Le regard de l’adolescent était tel, qu’après quelques pas, Ictinus tombait à genoux, par ce geste avouant, sans une parole, son amour et son esclavage, ainsi que l’on dénoue aux pieds du maître une étoffe remplie de fleurs…

Puis, comme le silence les enveloppait de son aile tendre, le jeune homme se redressa, allant vers Milès dont il prit la main délicate pour la porter à son cœur.

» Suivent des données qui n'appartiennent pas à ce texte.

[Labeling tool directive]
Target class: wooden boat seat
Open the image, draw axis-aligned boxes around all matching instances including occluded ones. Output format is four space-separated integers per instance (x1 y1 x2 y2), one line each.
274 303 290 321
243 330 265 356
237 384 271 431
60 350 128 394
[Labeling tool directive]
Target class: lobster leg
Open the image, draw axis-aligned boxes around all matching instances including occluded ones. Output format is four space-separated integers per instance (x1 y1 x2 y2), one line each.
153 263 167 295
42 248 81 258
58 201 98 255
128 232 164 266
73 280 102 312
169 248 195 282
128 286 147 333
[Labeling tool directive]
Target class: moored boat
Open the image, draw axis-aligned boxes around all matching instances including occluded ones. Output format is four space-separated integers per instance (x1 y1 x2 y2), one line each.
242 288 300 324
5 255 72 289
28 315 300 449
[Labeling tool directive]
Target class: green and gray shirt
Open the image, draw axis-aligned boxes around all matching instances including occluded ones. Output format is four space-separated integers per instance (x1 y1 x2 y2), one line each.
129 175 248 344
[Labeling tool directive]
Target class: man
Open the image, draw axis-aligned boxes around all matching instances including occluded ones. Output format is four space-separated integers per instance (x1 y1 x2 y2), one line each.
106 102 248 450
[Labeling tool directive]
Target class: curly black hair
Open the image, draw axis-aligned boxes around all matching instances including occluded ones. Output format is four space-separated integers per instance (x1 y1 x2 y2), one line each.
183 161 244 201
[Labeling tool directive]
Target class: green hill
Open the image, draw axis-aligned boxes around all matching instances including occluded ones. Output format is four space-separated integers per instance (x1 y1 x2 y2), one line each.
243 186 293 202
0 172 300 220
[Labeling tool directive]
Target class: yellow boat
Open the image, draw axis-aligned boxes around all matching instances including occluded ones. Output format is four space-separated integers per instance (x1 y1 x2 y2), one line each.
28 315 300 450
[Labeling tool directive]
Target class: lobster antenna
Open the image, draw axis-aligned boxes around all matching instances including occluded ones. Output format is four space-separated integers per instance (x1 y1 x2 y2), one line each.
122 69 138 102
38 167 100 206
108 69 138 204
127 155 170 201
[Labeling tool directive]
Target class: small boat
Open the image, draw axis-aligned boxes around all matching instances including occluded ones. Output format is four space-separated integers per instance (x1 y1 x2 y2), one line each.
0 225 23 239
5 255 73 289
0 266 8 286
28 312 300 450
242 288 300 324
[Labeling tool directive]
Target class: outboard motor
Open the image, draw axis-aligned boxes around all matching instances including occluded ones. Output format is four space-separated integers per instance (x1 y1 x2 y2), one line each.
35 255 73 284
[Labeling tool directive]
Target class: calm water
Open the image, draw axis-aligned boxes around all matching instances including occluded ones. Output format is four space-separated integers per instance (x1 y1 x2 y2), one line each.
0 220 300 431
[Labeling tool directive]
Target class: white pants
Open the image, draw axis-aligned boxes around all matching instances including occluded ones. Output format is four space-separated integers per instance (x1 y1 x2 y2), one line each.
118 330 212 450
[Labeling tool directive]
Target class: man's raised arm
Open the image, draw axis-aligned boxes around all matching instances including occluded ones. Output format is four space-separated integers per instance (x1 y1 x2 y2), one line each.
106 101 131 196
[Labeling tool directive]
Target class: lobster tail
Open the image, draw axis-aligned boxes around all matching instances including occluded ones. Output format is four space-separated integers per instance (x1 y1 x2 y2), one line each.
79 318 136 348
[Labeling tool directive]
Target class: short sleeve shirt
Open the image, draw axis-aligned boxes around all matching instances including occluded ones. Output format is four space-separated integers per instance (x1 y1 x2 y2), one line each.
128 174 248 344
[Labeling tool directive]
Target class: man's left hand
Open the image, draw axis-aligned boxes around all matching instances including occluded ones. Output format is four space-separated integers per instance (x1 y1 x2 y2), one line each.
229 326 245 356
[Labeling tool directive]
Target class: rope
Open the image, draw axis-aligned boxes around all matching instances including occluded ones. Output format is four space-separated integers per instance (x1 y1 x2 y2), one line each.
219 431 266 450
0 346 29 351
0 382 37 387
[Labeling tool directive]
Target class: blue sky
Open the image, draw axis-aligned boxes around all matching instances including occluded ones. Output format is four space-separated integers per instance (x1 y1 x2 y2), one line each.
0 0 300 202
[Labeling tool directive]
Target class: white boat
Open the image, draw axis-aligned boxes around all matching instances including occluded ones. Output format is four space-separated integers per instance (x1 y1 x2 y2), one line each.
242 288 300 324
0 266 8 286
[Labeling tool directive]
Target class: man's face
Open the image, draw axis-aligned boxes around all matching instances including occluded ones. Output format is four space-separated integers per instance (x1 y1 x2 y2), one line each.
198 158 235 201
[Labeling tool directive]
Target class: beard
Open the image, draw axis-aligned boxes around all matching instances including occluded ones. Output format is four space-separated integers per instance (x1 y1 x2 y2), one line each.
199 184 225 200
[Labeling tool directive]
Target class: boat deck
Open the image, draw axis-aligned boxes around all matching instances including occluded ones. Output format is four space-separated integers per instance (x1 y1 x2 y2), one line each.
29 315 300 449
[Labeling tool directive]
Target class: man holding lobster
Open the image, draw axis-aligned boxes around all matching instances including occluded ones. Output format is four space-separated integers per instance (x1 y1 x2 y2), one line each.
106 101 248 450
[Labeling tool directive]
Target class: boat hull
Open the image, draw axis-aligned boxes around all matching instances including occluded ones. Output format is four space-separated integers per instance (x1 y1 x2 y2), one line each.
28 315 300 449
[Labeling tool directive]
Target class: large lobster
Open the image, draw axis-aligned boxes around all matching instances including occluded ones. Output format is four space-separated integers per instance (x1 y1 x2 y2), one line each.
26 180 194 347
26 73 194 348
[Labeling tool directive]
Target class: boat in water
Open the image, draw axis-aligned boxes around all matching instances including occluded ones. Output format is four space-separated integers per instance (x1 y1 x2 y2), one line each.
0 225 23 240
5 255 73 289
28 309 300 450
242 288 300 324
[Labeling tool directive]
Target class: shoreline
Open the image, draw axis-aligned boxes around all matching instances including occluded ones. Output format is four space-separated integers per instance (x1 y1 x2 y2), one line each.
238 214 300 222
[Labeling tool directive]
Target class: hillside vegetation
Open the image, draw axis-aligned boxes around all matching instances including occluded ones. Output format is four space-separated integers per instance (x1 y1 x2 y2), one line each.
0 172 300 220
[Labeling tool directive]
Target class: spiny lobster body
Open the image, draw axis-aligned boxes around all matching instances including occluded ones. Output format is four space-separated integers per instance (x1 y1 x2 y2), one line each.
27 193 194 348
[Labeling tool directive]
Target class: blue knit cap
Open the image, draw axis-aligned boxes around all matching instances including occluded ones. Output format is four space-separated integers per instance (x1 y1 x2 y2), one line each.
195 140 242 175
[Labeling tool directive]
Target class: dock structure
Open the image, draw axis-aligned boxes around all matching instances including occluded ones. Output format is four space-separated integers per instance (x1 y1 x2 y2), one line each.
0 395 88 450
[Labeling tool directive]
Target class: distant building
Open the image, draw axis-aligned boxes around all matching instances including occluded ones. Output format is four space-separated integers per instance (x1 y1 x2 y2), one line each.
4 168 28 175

« Me pardonneras-tu… me pardonneras-tu ? murmura-t-il enfin… Je ne savais point que tu serais dans les bras de cette femme. »

L’éphèbe ne répondait pas ; alors, Ictinus ajouta :

« Tu l’aimes donc ? »

Milès couvrit l’Hypogète d’un regard plus triste. Il voyait, apparemment, une douleur si grande, une angoisse si forte dans le visage de celui qui l’interrogeait ainsi, que, muet, il secoua la tête.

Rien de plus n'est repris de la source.